Ditulis oleh Arif Perdana, Monash University
Pembuatan gambar atau video, termasuk elemen audio, dengan perangkat komputer yang dikenal dengan teknologi media sintetis (media tiruan) dalam perfilman, telah lama menjadi komponen inti dalam menciptakan dunia sinematografi yang menawan.
Kita bisa melihat hasilnya dalam film-film terkenal termasuk seri Avatar dan Jurassic Park.
Teknologi ini bukan fenomena baru. Sejak debutnya dalam film “Vertigo” pada 1958, media sintetis telah berkembang signifikan. Ini terbukti dengan penerapannya secara penuh dalam “Toy Story” pada 1995.
Penerapan media sintetis di dunia perfilman tidak berbahaya. Ketika ditujukan untuk audiens dengan usia yang tepat dan hiburan, media ini menambah dimensi baru pada pengalaman menonton film.

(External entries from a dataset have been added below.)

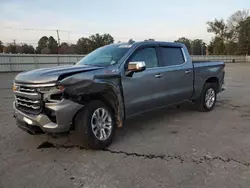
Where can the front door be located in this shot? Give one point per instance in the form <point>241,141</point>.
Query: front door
<point>176,77</point>
<point>139,88</point>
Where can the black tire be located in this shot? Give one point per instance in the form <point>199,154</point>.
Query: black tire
<point>83,133</point>
<point>201,102</point>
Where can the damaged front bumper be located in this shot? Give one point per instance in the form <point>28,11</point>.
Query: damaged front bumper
<point>60,121</point>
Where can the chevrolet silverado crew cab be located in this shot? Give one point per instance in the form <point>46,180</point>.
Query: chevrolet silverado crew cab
<point>95,95</point>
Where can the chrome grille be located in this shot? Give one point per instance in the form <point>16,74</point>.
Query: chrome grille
<point>27,99</point>
<point>28,90</point>
<point>34,104</point>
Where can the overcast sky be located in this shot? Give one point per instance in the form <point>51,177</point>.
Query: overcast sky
<point>124,19</point>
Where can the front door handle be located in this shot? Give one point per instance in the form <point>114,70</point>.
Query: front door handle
<point>158,75</point>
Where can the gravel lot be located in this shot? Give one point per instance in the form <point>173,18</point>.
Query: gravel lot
<point>177,147</point>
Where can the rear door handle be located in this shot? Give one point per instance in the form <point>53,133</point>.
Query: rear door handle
<point>158,75</point>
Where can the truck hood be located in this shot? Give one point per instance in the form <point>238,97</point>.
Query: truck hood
<point>53,74</point>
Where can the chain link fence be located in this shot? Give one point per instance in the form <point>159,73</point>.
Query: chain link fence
<point>24,62</point>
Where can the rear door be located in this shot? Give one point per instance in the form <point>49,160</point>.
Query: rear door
<point>176,76</point>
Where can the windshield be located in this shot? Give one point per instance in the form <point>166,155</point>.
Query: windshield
<point>105,56</point>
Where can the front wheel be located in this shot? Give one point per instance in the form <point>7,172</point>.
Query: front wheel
<point>208,97</point>
<point>94,126</point>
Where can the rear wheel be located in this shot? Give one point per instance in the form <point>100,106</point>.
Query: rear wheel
<point>94,126</point>
<point>208,97</point>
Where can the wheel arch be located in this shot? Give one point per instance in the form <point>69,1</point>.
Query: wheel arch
<point>214,80</point>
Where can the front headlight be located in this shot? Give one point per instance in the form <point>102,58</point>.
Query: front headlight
<point>52,94</point>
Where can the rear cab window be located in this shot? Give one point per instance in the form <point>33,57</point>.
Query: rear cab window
<point>171,56</point>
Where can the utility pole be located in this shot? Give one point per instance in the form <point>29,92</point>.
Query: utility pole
<point>58,41</point>
<point>58,38</point>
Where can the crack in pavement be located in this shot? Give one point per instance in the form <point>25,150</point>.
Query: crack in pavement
<point>205,158</point>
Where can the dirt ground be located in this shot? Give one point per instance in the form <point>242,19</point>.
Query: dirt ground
<point>176,147</point>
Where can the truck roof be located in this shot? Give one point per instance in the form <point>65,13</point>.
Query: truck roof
<point>173,44</point>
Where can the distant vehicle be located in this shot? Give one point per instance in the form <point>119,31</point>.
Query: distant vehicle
<point>94,96</point>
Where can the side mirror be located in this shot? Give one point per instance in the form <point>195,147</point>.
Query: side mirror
<point>137,66</point>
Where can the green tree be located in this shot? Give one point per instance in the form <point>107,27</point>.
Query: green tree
<point>65,48</point>
<point>45,50</point>
<point>1,46</point>
<point>221,31</point>
<point>98,40</point>
<point>131,41</point>
<point>149,39</point>
<point>10,48</point>
<point>198,47</point>
<point>84,45</point>
<point>216,46</point>
<point>42,43</point>
<point>185,41</point>
<point>28,49</point>
<point>233,23</point>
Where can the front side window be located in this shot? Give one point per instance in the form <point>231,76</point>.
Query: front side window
<point>148,55</point>
<point>171,56</point>
<point>105,56</point>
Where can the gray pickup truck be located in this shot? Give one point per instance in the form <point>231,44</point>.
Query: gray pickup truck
<point>94,96</point>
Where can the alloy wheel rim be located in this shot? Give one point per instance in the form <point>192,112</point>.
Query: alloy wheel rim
<point>101,123</point>
<point>210,97</point>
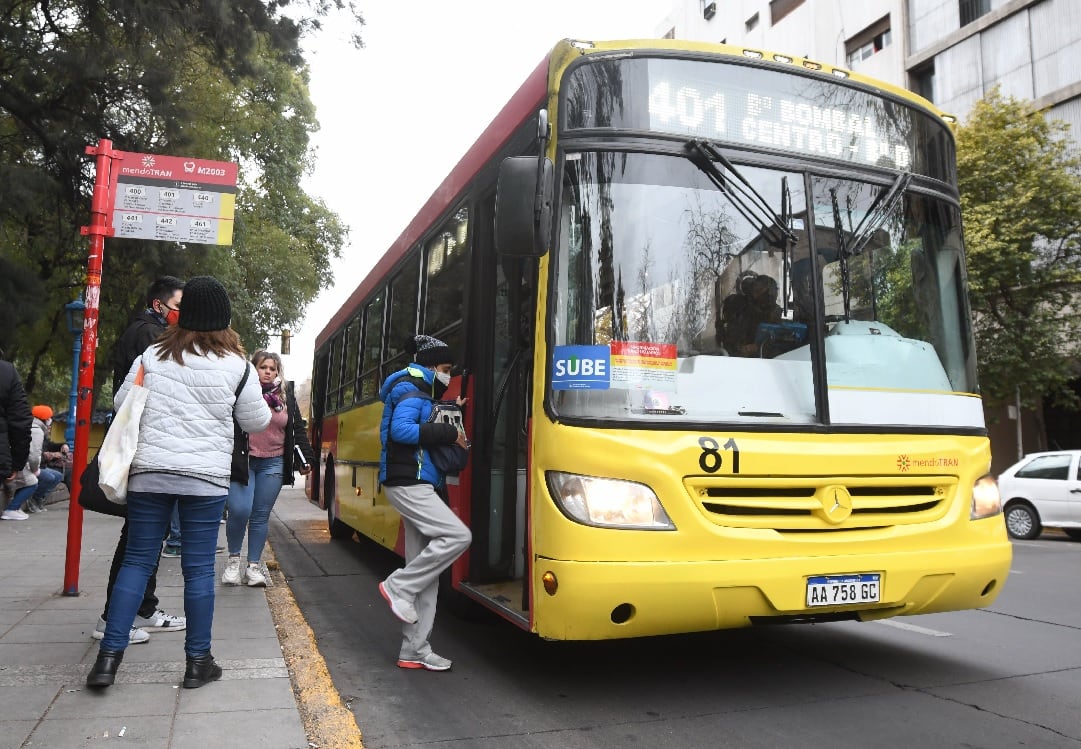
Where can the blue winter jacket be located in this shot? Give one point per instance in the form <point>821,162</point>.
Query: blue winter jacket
<point>405,431</point>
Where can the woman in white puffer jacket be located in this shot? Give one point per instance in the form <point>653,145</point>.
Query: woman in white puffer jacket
<point>194,374</point>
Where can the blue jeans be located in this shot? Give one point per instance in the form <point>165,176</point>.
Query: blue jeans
<point>148,516</point>
<point>21,496</point>
<point>173,539</point>
<point>250,506</point>
<point>47,482</point>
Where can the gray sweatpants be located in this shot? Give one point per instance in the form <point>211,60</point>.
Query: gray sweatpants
<point>435,537</point>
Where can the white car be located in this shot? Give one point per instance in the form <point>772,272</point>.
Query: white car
<point>1043,490</point>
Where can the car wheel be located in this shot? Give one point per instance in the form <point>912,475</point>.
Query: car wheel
<point>1023,520</point>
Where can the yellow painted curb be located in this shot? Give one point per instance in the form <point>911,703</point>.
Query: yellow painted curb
<point>328,722</point>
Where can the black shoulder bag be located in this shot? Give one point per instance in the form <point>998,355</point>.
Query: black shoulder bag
<point>238,470</point>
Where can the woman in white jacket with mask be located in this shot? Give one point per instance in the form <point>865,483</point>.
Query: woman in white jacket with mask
<point>185,449</point>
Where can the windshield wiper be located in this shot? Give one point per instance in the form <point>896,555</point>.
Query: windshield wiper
<point>878,213</point>
<point>748,201</point>
<point>856,240</point>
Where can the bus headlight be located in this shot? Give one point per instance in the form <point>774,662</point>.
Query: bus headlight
<point>608,503</point>
<point>986,499</point>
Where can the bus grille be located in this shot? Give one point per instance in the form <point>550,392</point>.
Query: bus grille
<point>822,504</point>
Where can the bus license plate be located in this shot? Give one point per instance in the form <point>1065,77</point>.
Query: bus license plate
<point>843,590</point>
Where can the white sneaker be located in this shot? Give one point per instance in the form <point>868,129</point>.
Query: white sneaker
<point>428,663</point>
<point>231,574</point>
<point>160,622</point>
<point>134,637</point>
<point>254,576</point>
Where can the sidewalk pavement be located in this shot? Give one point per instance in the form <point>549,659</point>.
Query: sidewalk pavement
<point>47,651</point>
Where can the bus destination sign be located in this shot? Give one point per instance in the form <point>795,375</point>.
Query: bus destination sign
<point>774,120</point>
<point>173,198</point>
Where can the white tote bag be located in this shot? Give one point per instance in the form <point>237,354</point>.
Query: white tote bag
<point>118,447</point>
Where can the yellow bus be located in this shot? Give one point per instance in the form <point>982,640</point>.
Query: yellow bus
<point>717,347</point>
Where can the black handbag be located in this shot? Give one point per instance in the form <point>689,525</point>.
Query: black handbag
<point>91,496</point>
<point>238,469</point>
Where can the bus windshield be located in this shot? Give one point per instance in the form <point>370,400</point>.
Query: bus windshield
<point>674,304</point>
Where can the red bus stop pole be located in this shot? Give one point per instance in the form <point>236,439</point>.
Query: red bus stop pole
<point>99,205</point>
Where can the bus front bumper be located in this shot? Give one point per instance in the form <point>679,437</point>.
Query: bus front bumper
<point>613,600</point>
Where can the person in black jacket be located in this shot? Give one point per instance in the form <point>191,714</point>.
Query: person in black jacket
<point>15,422</point>
<point>162,309</point>
<point>271,462</point>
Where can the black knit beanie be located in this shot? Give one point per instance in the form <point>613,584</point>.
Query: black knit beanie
<point>429,351</point>
<point>204,305</point>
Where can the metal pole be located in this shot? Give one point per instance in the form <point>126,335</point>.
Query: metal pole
<point>71,308</point>
<point>99,205</point>
<point>1021,431</point>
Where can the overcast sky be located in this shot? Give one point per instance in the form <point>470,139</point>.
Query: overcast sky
<point>396,116</point>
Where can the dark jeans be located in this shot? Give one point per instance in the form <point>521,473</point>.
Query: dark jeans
<point>148,517</point>
<point>149,600</point>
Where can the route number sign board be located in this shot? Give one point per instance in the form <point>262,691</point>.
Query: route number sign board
<point>173,198</point>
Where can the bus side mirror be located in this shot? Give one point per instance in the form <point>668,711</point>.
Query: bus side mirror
<point>523,206</point>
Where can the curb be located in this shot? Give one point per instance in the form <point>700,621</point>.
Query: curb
<point>327,721</point>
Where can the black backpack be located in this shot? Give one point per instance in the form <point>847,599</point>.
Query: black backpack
<point>449,458</point>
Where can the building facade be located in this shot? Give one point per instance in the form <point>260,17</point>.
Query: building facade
<point>951,52</point>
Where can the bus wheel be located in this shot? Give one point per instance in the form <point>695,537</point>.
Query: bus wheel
<point>1023,521</point>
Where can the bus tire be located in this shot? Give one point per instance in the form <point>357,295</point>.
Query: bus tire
<point>1023,521</point>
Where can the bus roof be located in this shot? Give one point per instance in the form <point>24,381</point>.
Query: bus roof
<point>521,106</point>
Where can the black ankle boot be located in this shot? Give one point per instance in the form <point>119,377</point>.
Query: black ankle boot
<point>201,670</point>
<point>105,668</point>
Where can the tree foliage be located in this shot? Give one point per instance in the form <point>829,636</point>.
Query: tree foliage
<point>214,79</point>
<point>1021,200</point>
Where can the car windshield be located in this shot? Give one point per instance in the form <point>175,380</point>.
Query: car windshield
<point>671,303</point>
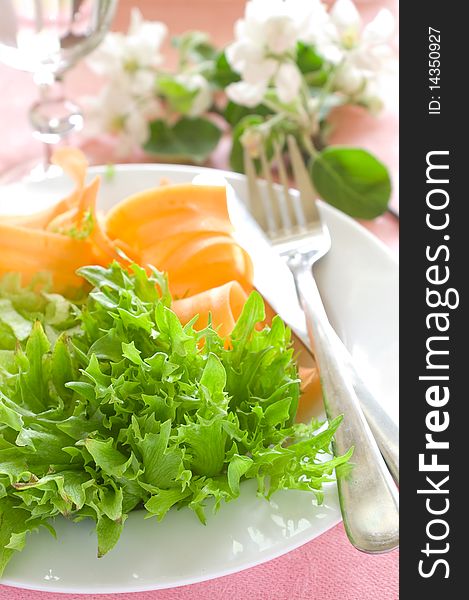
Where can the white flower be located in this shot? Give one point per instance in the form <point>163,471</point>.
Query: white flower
<point>130,60</point>
<point>363,55</point>
<point>264,48</point>
<point>203,99</point>
<point>116,112</point>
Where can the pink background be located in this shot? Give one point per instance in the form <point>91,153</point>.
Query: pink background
<point>327,568</point>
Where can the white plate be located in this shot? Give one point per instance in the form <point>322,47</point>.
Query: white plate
<point>359,283</point>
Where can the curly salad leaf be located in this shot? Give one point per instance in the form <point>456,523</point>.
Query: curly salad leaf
<point>112,405</point>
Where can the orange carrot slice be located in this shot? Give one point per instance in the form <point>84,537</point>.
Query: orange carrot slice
<point>223,303</point>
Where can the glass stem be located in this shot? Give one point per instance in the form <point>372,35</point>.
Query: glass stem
<point>53,117</point>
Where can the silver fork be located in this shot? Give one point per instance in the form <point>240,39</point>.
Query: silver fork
<point>368,496</point>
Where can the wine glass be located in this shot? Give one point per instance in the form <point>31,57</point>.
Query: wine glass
<point>46,38</point>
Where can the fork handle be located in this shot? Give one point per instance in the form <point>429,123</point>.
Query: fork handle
<point>383,428</point>
<point>367,494</point>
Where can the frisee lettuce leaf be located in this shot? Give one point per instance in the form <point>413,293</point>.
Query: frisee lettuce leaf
<point>113,405</point>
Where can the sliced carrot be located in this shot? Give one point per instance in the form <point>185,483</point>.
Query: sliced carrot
<point>149,205</point>
<point>223,303</point>
<point>199,251</point>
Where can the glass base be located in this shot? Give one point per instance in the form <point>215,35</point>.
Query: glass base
<point>28,172</point>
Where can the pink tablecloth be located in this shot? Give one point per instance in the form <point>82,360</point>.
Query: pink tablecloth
<point>327,568</point>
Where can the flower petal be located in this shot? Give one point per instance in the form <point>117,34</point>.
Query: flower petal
<point>345,15</point>
<point>246,94</point>
<point>288,82</point>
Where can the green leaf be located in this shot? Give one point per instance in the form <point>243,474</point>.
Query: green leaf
<point>108,532</point>
<point>223,74</point>
<point>234,113</point>
<point>161,465</point>
<point>307,58</point>
<point>20,326</point>
<point>160,503</point>
<point>8,416</point>
<point>193,139</point>
<point>62,370</point>
<point>238,466</point>
<point>111,503</point>
<point>106,457</point>
<point>353,181</point>
<point>236,155</point>
<point>177,94</point>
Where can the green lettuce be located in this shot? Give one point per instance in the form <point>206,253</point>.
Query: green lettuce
<point>111,405</point>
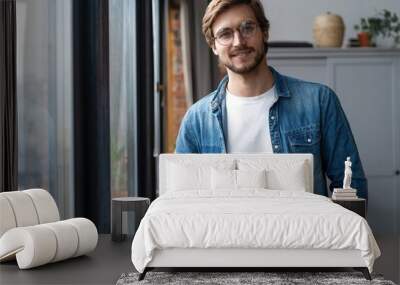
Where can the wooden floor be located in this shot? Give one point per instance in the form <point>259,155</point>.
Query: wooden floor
<point>102,266</point>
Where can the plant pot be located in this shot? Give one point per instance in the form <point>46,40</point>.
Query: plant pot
<point>365,39</point>
<point>385,42</point>
<point>328,30</point>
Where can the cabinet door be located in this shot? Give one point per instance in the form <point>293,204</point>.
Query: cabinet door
<point>369,92</point>
<point>311,69</point>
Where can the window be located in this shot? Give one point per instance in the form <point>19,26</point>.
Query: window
<point>44,99</point>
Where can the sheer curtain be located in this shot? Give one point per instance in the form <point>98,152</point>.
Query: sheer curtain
<point>44,99</point>
<point>123,113</point>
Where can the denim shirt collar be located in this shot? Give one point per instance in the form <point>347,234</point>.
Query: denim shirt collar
<point>217,101</point>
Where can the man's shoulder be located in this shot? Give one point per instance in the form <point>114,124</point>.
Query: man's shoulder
<point>202,106</point>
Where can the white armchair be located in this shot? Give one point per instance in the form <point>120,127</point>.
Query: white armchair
<point>31,230</point>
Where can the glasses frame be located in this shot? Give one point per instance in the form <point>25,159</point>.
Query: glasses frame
<point>239,29</point>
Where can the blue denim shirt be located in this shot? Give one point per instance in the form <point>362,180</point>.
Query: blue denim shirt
<point>306,118</point>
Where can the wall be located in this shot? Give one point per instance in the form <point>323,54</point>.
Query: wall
<point>293,20</point>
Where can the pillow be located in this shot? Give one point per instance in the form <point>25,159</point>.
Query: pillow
<point>189,175</point>
<point>251,178</point>
<point>282,174</point>
<point>223,179</point>
<point>237,179</point>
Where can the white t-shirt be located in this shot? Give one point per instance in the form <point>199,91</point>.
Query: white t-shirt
<point>248,122</point>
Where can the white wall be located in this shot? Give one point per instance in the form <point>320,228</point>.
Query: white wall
<point>293,19</point>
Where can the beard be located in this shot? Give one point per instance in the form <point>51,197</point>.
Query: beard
<point>250,66</point>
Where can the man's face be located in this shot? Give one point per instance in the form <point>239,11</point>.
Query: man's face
<point>243,54</point>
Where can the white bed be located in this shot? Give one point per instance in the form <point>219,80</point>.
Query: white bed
<point>200,221</point>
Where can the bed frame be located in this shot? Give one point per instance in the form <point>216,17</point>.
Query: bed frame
<point>248,259</point>
<point>260,259</point>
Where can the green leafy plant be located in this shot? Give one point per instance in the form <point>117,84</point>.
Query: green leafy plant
<point>385,23</point>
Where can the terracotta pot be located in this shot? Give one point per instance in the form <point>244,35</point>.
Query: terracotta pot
<point>328,30</point>
<point>364,39</point>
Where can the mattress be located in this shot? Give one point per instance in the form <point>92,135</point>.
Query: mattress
<point>250,219</point>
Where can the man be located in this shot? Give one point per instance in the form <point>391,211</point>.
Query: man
<point>256,109</point>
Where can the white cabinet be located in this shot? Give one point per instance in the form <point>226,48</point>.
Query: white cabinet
<point>367,82</point>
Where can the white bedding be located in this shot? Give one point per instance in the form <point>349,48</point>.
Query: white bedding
<point>251,218</point>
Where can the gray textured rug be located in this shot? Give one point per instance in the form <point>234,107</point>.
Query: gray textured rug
<point>229,278</point>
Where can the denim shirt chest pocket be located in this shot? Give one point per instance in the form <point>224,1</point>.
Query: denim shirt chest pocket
<point>305,140</point>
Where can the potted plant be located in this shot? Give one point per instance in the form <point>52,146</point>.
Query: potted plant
<point>368,30</point>
<point>390,28</point>
<point>384,26</point>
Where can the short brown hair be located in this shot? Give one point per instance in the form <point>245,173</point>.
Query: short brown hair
<point>217,7</point>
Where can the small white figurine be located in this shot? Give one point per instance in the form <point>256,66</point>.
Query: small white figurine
<point>347,174</point>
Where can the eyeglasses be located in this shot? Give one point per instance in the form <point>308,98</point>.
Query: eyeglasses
<point>246,30</point>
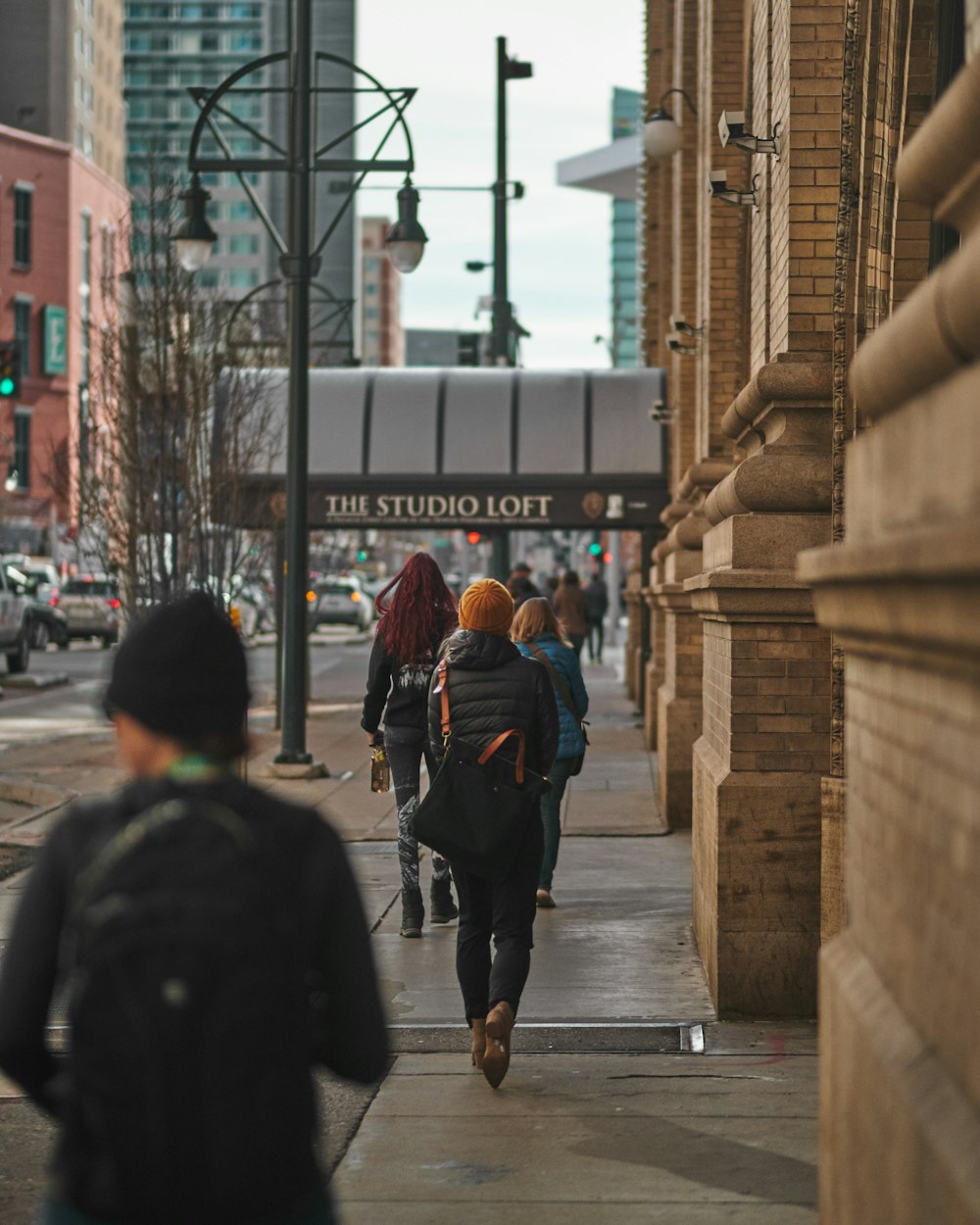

Namun, kini, dengan kemajuan algoritme AI generatif, kemampuan untuk menghasilkan media sintetis tidak lagi dimonopoli oleh profesional film dan pengeditan video. Orang awam pun bisa mengakses teknologi ini untuk menghasilkan konten yang kompleks dengan cepat, mudah, dan berbiaya murah.
Salah satu masalahnya adalah media sintetis versi AI yang disalahgunakan bisa menimbulkan konsekuensi serius. Misalnya, ketika digunakan untuk menciptakan “deepfake,” yaitu konten media sintetis yang dibuat dengan tujuan menyesatkan atau melakukan kejahatan. Kita perlu meningkatkan kapasitas dan regulasi untuk mengurangi dampak negatif ini.
Dampak negatif deepfake
Ada banyak model AI generatif yang digunakan untuk membuat media sintesis. Model yang paling sering digunakan adalah tiga model berikut “(1) Encoders/Decoders” dan “(2) Generative Adversarial Networks” (GAN).
Kedua model ini memungkinkan penciptaan gambar atau video yang sangat realistis, dari pertukaran wajah hingga kreasi video binatang yang terlihat berbicara.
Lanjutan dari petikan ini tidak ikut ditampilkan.